Directory

Start date:
Mid December
End date:
Early February
Locations:
Dry Valleys Southern Royal Society Range
Principle Investigator:
Dr Brenda Hall
Organisation:
The University of Maine
State
Maine
The response of the Antarctic Ice Sheet to past episodes of rapidly warming climate can be understood through glacial geologic data. Researchers will use a combination of glacial geologic mapping and radiocarbon dating of algal deposits enclosed in recessional moraines at the glacial headlands of the southern Royal Society Range. They aim to reconstruct the evolution of the Antarctic Ice Sheet during the massive warming of the last glacial/interglacial transition and inform understanding of future ice-sheet response to global warming.
Five participants will work at the western margin of McMurdo Sound, concentrated in the southern Royal Society Range.
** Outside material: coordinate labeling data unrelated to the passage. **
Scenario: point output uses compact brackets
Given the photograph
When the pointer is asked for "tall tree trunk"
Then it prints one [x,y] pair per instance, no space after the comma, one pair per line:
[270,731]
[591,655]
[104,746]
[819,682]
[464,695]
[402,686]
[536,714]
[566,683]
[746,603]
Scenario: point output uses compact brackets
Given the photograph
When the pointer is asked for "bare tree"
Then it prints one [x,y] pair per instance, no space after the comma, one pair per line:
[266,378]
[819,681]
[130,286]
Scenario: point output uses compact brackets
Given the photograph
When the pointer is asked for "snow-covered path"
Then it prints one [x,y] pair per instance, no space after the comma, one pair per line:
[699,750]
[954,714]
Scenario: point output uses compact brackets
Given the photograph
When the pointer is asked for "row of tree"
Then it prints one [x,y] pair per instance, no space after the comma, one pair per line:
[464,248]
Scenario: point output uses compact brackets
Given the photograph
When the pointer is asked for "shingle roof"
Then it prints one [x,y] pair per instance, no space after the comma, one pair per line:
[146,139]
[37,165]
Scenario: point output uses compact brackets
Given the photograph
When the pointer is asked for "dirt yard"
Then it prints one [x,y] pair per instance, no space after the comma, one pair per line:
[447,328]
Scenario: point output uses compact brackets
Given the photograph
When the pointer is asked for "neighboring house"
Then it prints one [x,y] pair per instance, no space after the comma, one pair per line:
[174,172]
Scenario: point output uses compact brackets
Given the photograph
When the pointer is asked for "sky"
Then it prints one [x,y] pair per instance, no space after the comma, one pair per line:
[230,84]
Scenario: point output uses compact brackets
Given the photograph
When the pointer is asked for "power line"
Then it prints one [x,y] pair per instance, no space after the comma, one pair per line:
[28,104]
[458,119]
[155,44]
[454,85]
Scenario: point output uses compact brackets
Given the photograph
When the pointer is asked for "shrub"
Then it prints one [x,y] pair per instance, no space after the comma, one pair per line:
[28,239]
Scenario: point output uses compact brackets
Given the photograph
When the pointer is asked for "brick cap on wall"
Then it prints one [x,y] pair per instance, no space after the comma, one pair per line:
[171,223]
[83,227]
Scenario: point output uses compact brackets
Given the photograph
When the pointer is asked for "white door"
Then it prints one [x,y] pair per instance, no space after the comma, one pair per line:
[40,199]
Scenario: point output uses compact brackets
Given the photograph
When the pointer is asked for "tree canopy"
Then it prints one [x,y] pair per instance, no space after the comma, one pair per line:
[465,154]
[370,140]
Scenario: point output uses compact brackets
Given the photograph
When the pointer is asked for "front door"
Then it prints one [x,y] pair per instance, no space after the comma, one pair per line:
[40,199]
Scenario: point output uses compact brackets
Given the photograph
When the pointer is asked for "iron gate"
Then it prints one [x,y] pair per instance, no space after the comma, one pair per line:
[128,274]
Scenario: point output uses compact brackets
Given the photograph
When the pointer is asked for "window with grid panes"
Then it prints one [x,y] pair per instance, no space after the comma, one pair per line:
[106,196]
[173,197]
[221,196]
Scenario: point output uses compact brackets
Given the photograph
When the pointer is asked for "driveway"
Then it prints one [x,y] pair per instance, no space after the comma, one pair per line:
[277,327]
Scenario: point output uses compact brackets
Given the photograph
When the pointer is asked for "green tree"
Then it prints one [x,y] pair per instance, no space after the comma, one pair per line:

In each season they will deploy to the field and tent camp at three sites for five weeks in late December through January. Field sites will be accessed by foot from camps. Helicopter support will be required for camp put-ins and moves and for three day trips to remote sites each season.
Field work will consist of ground-truthing satellite and aerial imagery and walking sampling transects to collect algal and rock samples for radiocarbon dating. Collected samples will be shipped off-continent for analysis. The group will not perform work in Crary Laboratory, but will require use of an office for short periods before and after field deployment.